From https://developer.mozilla.org/En/CSS/Box-sizing
/* support Firefox, Safari/WebKit, Opera and IE8+ */
.example {
-moz-box-sizing: border-box;
-webkit-box-sizing: border-box;
box-sizing: border-box;
}
you can use box-sizing: border-box so that the 50% then applies to the inner+padding+border, but sadly no setting to add the margin.
You can however use a div inside a div and use padding on the outer div to mimic the margin.
here's an example JSFiddle

Cross browser method to fit a child div to its parent's width

I'm looking for a solution to fit a child div into it's parent's width.
Most solutions I've seen here are not cross-browser compatible (eg. display: table-cell; isn't supported in IE <=8).
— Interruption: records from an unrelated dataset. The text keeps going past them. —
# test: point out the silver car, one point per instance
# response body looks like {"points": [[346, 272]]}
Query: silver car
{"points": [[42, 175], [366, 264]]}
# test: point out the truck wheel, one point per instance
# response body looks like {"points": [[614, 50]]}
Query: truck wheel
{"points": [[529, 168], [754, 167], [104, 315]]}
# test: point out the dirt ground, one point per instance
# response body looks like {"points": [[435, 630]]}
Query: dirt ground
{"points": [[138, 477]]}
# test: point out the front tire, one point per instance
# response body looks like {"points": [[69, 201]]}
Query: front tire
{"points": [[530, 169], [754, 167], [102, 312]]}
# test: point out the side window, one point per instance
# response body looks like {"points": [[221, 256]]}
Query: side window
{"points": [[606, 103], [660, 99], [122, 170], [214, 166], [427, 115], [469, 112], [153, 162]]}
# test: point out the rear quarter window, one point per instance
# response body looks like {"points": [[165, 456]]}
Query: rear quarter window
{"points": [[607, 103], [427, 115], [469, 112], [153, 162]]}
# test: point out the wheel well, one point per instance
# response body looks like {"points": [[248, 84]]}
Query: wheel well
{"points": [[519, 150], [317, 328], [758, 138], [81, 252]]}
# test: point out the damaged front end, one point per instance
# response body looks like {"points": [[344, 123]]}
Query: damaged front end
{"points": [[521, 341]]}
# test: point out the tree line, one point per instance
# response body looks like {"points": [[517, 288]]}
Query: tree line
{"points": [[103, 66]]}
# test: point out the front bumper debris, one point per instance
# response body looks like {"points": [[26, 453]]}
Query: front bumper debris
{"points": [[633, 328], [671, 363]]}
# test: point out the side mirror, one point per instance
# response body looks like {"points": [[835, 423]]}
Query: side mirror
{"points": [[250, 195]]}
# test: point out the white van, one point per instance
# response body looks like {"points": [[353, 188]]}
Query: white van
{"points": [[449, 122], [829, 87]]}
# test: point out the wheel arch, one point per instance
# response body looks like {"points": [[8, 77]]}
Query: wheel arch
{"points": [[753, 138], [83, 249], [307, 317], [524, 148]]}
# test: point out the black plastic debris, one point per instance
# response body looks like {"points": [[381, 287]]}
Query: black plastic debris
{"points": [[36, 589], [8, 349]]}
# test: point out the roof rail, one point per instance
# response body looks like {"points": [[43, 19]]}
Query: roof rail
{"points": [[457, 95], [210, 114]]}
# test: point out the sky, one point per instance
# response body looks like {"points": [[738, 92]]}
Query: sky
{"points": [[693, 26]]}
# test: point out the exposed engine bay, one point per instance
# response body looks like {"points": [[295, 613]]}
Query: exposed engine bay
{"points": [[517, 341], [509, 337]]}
The solution is to simply not declare width: 100%.
The default is width: auto, which for block-level elements (such as div), will take the "full space" available anyway (different to how width: 100% does it).
See: http://jsfiddle.net/U7PhY/2/
Just in case it's not already clear from my answer: just don't set a width on the child div.
You might instead be interested in box-sizing: border-box.
You can use box-sizing css property, it's crossbrowser(ie8+, and all real browsers) and pretty good solution for such cases:
#childDiv{
box-sizing: border-box;
width: 100%; //or any percentage width you want
padding: 50px;
}
Fiddle
If you put position:relative; on the outer element, the inner element will place itself according to this one. Then a width:auto; on the inner element will be the same as the width of the outer.
In your image you've putting the padding outside the child. This is not the case. Padding adds to the width of an element, so if you add padding and give it a width of 100% it will have a width of 100% + padding. In order to what you are wanting you just need to either add padding to the parent div, or add a margin to the inner div. Because divs are block-level elements they will automatically expand to the width of their parent.
In case you want to use that padding space... then here's something:
http://jsfiddle.net/qD4zd/
All the colors are background colors.